新市場区分(プライム市場・スタンダード市場・グロース市場)の中では、とくにプライム市場において、時価総額のうちIFRSを適用する企業の時価総額が占める割合が多いです。2024年6月末時点で、IFRS適用済企業・適用決定企業・適用予定企業の時価総額は489兆円で、プライム市場全体の時価総額968兆円のうち、およそ50.5%を占めています。

なお、東京証券取引所を運営する日本取引所グループも、2015年3月期よりIFRSを適用しています。

世界におけるIFRSの導入状況

EU(欧州連合)は、すでに2005年に域内上場企業の連結財務諸表にIFRSを適用することを決定しています。その後、オーストラリアやニュージーランドなどの国々でも、次々とIFRSの適用が進みました。

一方、米国ではUS GAAP(米国会計基準)を適用することが基本です。ただし、米国証券取引委員会(SEC)に登録している外国企業に対しては、IFRSを用いることが容認されています。

IFRS(国際財務報告基準)と日本会計基準の主な違い・特徴

日本には、元々独自の会計基準「日本会計基準(J-GAAP)」が存在します。IFRS(国際財務報告基準)と日本会計基準の主な違いは、以下の通りです。

・「原則主義」か「細則主義(規則主義)」か
・非上場株式を貸借対照表にどのように計上するか
・「のれん」を償却するか

それぞれ解説します。

「原則主義」か「細則主義(規則主義)」か

IFRSは原則主義を採用しているのに対し、日本会計基準では細則主義(規則主義)を採り入れている点が主な違いとして挙げられます。

原則主義とは、会計処理方法について原理原則のみを定め、数値基準などの詳細な取り扱いは設定しない手法です。それに対して細則主義は、会計処理に関する判断基準や数値基準など、細かなルールを規定する手法を指します。

そのため、IFRSの方が幅広い状況に対応しやすいです。その分、各社で独自にルールを定めなければなりません。

非上場株式を貸借対照表にどのように計上するか

保有する非上場企業の株式を貸借対照表上でどのように計上するかも、IFRSと日本会計基準における違いのひとつです。

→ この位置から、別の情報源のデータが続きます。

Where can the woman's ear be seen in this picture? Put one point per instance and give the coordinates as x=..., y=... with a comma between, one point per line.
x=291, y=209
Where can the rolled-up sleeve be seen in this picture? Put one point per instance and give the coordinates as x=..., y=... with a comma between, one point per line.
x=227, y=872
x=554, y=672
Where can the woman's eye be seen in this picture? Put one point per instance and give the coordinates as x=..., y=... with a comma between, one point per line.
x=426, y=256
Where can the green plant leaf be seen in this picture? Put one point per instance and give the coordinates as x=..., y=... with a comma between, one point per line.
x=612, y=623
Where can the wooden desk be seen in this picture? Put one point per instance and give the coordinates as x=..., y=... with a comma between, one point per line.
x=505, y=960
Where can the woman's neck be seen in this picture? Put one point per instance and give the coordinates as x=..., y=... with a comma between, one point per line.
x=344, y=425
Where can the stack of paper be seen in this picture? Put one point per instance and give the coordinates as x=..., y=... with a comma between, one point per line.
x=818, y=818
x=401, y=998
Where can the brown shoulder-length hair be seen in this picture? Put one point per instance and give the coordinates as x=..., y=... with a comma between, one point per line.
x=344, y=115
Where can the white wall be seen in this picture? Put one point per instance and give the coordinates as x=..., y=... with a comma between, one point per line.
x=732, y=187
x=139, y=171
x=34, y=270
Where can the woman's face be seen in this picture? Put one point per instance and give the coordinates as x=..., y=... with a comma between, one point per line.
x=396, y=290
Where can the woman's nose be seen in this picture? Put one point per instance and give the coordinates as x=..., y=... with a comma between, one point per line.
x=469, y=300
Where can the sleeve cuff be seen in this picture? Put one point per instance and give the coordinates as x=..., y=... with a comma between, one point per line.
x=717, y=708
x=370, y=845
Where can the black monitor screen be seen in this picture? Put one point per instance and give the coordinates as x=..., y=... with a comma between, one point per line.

IFRSの場合、非上場株式を時価で評価して貸借対照表に計上します。それに対し、日本会計基準では、実質価額が著しく低下しているなど特殊なケースを除き、取得原価で貸借対照表に計上する点が特徴です。

「のれん」を償却するか

「のれん」を償却するかという点も、IFRSと日本会計基準の違いです。のれんとは、M&Aで企業を買収した際に発生する、取得価額と買収対象企業の時価純資産額の差額を指します。

IFRSでは、規則的なのれんの償却はしません。それに対して日本会計基準では、20年以内の効果の及ぶ期間にわたって規則的に償却することが原則です。